Bush proposes cutting $23 million in Bay funding

Chesapeake Bay restoration efforts would be dealt a blow under President Bush’s proposal to slash $23 million from the fiscal 2009 funding, advocates said.

“If you cut those funds, you completely lose your edge, and the promise of clean water is erased,” said Ann Swanson, executive director of the Chesapeake Bay Commission, a tri-state legislative group.

Bush’s updated fiscal 2009 budget request sent to Congress last week included cuts that would offset plans to spend $172 million on staff and computer modernization at the Farm Service Agency.

Among the cuts was the elimination of funding for the new Chesapeake Bay Watershed Program enacted as part of the 2008 Farm Bill.
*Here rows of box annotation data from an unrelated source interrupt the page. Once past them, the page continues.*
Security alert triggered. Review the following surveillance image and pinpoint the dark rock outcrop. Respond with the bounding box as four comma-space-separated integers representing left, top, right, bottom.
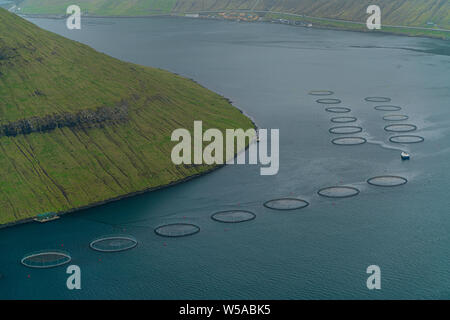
0, 101, 128, 137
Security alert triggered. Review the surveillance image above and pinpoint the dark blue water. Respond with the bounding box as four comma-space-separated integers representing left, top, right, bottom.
0, 18, 450, 299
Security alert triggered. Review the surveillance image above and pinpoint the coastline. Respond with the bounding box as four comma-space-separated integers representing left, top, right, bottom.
16, 10, 450, 41
0, 97, 258, 230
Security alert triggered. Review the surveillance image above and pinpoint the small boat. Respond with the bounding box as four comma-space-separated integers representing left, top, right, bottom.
33, 212, 59, 223
401, 151, 411, 160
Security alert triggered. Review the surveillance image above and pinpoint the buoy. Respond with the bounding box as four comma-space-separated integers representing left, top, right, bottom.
401, 152, 411, 160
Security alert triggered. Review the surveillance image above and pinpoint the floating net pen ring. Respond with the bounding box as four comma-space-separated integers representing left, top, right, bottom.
263, 198, 309, 211
89, 235, 138, 252
155, 223, 200, 238
325, 107, 352, 113
20, 250, 72, 269
331, 137, 367, 146
316, 98, 342, 104
328, 126, 363, 134
384, 124, 417, 132
383, 114, 409, 121
373, 105, 402, 111
367, 176, 408, 187
330, 117, 358, 123
211, 210, 256, 223
309, 90, 334, 96
364, 97, 391, 102
389, 135, 425, 144
317, 186, 360, 199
Other funding, such as money for the regional Environmental Quality Incentives Program for farmers’ erosion control and conservation initiatives, also would be trimmed.

“The hit is actually even larger than the $23 million,” Swanson said.
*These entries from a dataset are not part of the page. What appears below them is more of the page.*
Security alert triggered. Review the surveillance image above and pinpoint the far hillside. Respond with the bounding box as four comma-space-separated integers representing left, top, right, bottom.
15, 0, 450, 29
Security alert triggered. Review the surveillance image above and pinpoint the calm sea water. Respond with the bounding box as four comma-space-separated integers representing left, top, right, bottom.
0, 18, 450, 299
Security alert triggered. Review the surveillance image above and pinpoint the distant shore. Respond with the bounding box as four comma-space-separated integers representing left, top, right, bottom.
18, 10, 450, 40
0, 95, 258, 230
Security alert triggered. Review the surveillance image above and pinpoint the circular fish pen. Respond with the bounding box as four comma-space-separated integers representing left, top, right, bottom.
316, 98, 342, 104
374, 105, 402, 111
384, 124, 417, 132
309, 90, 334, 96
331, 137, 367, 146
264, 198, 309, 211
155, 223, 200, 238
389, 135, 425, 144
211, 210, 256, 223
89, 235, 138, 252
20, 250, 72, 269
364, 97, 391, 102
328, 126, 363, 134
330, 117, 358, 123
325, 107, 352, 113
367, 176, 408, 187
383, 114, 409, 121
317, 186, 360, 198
“It’s not just a cut, it’s a gash.”

In the budget amendment, federal officials said existing, funded conservation programs already address the needs of the Chesapeake Bay Watershed Program.

The six-state watershed has received between $66 million and $72 million a year in the past four years, so the new funding was a boon for the Bay, Swanson said.

The dedicated Bay funding, which was in addition to related funding in the Farm Bill, would be distributed through existing programs, said Mark Dubin, agricultural technical coordinator at the University of Maryland who works with the regional Chesapeake Bay Program.

“If additional funding was not forthcoming, it would mean we would be delayed on expanding financial systems for landowners,” he said.

The 87,000 farms in the watershed contribute 39 percent of the nitrogen and 42 percent of the phosphorus polluting the Bay, according to Sen. Ben Cardin, D-Md., who vowed to work to restore that funding.

“He is wrong on the science, wrong on our farmers’ needs and wrong if he thinks the Congress will go along with this proposal,” Cardin said of Bush in a statement.

Congress must approve the president’s supplemental budget proposal.

Will Baker, president of the Chesapeake Bay Foundation, said agricultural runoff is the cheapest form of nitrogen pollution to reduce, compared with reductions from sewage treatment plants.

“[The funding] was a great boost for the environment,” he said, “and a great boost for the farmer, and the president sought to undercut it.”